The Schweppes premium bottles recover the original shape of the brand with round bottom. This was ingeniously found to always maintain contact between water and stopper preventing the gas to be lost, as the bottles had never kept standing.

Advice for use
It is one of the most versatile tonic waters on the market but its liveliness (lots of freshness and gas) can overshadow softer Gin aromas.

Tips & Tricks
Schweppes Hibiscus

Origin Spain
Type Flavored

Brief Description
Tonic water has been successful since its beginning, largely due to its prophylactic use against malaria. It became Britain's non-alcoholic favourite drink and Gin's favourite supplement. Quinine's growing demand and scarcity of natural sources , aggravated by the destruction of crops during World War II, led to the research and use of artificial solutions. The premium line was launched in the twenty-first century and returns to the old recipes and natural sources, either of quinine or sweetener.
Schweppes range of premium mixers is identified by the iconic bottle and a color code that distinguishes its different flavors. Schweppes Original, Pink Pepper, Ginger and Cardamom and Orange Blossom and Lavender. Now it's time for the Schweppes Hibiscus.
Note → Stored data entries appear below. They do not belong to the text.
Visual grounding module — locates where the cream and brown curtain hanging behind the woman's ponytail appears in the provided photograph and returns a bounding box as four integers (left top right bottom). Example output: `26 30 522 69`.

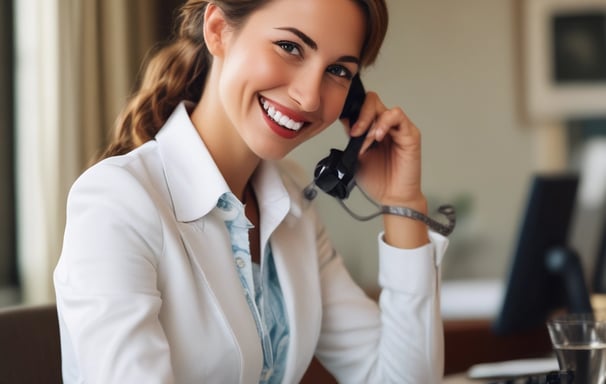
15 0 179 303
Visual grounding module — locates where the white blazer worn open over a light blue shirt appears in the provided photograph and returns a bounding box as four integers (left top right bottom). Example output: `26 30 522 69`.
54 103 446 384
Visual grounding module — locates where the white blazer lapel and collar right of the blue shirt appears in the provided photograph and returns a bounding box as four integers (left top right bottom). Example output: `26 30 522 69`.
255 162 322 383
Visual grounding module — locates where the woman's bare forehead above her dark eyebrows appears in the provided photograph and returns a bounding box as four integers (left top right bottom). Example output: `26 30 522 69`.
247 0 366 56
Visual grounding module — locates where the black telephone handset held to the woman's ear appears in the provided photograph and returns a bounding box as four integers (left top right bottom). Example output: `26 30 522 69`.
308 75 366 200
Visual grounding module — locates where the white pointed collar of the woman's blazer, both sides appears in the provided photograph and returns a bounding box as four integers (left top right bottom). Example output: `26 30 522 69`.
156 102 302 224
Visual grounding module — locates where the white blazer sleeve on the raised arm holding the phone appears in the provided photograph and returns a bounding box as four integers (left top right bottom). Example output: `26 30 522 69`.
316 213 447 384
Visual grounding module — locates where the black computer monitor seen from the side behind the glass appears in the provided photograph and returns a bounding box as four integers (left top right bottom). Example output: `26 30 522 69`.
493 174 589 334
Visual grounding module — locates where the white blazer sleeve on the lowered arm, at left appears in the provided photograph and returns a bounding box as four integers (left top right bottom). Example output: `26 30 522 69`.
54 164 174 384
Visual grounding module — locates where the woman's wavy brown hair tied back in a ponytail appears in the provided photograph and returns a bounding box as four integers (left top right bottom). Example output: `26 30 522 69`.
101 0 388 158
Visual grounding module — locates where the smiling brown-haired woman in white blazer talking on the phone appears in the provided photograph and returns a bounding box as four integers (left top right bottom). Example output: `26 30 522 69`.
54 0 447 383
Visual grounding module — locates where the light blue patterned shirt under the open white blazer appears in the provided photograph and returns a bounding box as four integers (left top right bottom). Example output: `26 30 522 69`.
217 192 289 384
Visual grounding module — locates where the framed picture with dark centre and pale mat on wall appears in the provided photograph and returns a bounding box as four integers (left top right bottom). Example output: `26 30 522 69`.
522 0 606 122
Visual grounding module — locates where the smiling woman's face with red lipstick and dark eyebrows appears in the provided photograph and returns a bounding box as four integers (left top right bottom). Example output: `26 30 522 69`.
218 0 365 159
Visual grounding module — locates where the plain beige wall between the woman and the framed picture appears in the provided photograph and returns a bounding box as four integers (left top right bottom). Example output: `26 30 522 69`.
291 0 536 286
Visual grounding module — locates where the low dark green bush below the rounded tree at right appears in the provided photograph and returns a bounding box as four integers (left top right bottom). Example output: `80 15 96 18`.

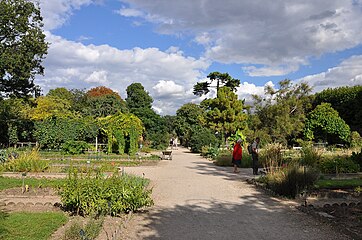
319 157 359 174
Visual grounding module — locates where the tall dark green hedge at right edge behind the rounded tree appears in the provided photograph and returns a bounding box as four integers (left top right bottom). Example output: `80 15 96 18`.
314 85 362 134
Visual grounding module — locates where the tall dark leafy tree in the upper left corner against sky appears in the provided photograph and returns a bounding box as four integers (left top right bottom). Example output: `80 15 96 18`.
0 0 48 98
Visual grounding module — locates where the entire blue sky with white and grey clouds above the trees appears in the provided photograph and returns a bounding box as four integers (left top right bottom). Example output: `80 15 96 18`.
35 0 362 115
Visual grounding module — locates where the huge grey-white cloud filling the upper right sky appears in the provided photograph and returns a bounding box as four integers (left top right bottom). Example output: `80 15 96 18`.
122 0 362 76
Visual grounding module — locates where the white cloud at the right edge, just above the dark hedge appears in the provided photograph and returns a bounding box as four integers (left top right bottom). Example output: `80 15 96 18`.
297 55 362 92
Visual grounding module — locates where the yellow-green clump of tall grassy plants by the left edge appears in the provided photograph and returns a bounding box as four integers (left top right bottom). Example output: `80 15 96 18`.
0 148 49 172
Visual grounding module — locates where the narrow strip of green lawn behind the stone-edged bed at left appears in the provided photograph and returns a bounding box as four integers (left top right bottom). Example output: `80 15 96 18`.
0 177 65 191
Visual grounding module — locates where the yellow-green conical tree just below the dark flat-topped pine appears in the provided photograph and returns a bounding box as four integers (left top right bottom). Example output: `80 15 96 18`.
200 87 247 141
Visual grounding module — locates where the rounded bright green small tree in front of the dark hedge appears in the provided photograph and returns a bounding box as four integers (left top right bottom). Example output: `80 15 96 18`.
304 103 351 143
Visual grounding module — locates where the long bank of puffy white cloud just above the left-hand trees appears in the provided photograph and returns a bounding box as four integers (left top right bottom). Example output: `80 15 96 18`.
36 32 210 114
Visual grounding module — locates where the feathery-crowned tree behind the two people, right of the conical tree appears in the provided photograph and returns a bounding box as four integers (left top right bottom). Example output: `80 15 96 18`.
250 79 311 144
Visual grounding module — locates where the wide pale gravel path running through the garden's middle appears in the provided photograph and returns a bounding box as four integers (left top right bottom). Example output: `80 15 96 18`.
118 148 348 240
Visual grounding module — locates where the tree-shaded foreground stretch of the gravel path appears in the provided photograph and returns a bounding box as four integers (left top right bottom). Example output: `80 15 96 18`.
128 193 349 240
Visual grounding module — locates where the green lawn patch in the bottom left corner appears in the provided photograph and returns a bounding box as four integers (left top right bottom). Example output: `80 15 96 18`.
0 212 68 240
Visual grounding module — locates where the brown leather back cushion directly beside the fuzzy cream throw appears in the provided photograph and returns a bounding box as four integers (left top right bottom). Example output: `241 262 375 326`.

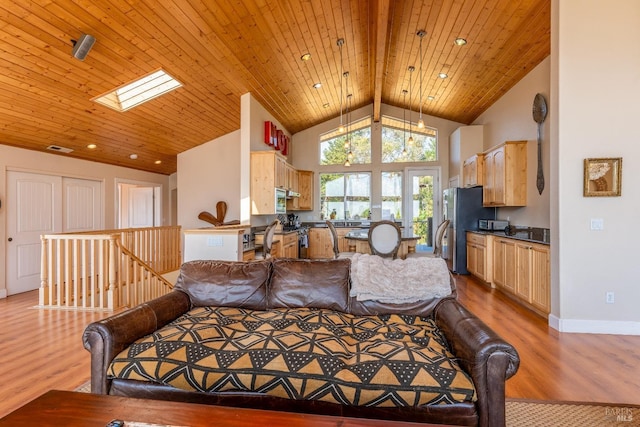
268 259 351 312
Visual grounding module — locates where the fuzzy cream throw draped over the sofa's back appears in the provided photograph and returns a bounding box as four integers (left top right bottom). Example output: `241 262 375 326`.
350 254 451 304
It is also the first tonic water with color - a shade of pink made by a hibiscus flower infusion.
The Schweppes Hibiscus is distinguished from other tonic waters for its pinkish hue from the hibiscus flower. Its aroma is also more floral and fruity than other neutral tonics. On the nose, it is the sweet and floral aroma that stands out. In the mouth, the scent of hibiscus flower is the first to kick evolving into a more citric and dry aftertaste. This makes it the perfect mixer for a fresh and distinctly fruity Gin and Tonic.

Advice for use
The Schweppes Hibiscus floral and fruity notes add new flavors to dry Gins making them more round and smooth.